I gotta say i completely understand microsoft doing this, and had i been in the voting meeting where this was decided i probably would have voted to have the default be "cloud login" - the average person isn't going to be able to do anything if the forget their password, short of taking the computer to best buy to have it wiped and reinstalled (or whatever). in the video link, you can see it ask me security questions, which we all probably know are a poor way to ensure continuous access.

So this "drop an xml file on the iso" is proof positive that i take full responsibility for the data on this operating system - if i forget my password and my security questions, i'm locked out. period. Microsoft can't help because i told them i was smarter than the average user.

  • The question isn't the default but rather the ability to opt out. And no, "drop XML on your ISO image" is not an acceptable bar for that.

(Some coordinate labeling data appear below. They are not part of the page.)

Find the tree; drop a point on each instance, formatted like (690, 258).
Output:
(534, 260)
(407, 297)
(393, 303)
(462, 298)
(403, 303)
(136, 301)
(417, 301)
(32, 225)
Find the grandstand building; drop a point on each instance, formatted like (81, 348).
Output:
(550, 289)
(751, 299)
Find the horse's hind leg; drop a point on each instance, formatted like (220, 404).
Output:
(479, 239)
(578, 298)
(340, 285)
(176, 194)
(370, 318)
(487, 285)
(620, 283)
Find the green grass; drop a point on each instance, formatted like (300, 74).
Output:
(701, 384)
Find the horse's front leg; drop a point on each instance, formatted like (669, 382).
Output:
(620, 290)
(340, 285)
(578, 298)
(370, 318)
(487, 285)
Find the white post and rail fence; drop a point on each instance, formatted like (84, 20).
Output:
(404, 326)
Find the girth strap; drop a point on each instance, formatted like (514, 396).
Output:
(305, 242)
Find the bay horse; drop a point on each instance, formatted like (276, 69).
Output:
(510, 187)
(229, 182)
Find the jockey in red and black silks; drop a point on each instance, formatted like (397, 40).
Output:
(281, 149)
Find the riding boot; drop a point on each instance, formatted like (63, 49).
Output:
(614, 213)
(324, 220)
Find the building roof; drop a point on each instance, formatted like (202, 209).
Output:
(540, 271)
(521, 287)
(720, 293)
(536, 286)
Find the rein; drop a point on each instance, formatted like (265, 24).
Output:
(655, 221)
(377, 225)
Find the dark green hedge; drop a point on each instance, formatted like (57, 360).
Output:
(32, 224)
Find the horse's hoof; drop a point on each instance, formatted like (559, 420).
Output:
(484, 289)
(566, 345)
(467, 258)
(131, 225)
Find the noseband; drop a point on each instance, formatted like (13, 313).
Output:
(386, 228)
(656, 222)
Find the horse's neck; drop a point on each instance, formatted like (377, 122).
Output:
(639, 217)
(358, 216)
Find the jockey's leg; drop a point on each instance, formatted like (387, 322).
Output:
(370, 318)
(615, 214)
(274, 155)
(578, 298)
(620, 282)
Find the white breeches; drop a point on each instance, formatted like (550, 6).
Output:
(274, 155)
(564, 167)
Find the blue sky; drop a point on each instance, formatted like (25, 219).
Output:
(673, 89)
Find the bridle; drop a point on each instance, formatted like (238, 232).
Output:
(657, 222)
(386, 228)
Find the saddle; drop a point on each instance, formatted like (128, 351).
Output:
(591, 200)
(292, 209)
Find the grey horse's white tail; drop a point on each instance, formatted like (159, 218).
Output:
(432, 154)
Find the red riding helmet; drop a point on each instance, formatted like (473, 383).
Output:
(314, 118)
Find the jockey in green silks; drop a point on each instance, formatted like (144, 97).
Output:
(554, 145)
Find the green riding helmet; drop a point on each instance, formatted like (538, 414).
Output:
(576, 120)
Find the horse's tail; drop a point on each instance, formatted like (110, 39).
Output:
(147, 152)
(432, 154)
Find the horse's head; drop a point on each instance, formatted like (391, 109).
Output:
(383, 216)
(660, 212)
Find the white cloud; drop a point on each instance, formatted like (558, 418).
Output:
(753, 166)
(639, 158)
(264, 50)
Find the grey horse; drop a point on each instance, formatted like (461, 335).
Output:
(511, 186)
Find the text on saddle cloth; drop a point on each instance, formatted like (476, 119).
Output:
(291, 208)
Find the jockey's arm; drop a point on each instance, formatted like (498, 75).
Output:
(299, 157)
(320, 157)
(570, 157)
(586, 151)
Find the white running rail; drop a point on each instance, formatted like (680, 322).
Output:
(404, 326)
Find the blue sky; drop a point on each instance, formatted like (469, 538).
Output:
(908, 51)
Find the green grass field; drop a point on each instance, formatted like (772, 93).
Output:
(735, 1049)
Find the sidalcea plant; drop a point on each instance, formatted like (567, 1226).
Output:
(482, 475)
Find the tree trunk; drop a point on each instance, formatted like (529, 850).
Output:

    But, more importantly, it's not a given that this will continue working onwards. As things are, there have already been three different ways to force the installer into letting you use a local account, the most recent one of which involved using the recovery terminal when booted from ISO - that's already way past most users. And yet Microsoft methodically killed each and every method every time, so I fully expect your suggested workaround to stop working. They seem to be very determined to ensure that no "non-enterprise" version of Windows lets people do that.

    • what do you reckon it costs microsoft to support people that "opted out"? what amount of legal boilerplate would indemnify Microsoft against lawsuits over lost data because someone chose to opt out?

      If the only option is to modify the installer the only people who are going to opt out are the sort of people that understand that microsoft has no responsibility to our data, and pretending they do is silly. It's pure CYA from Microsoft.

      If you personally don't like it, then use their automated thumb-drive creation tool (at that same link) to make a new bootable USB stick that installs with the "opt out". I modified the ISO because i was installing on a Virtual Machine. If i was gunna do it on metal i'd use a USB stick because all my optical drives are USB and not that fast.

      I don't think we disagree, i think we're coming at this from different sides. I don't expect microsoft to spend more money than they have to.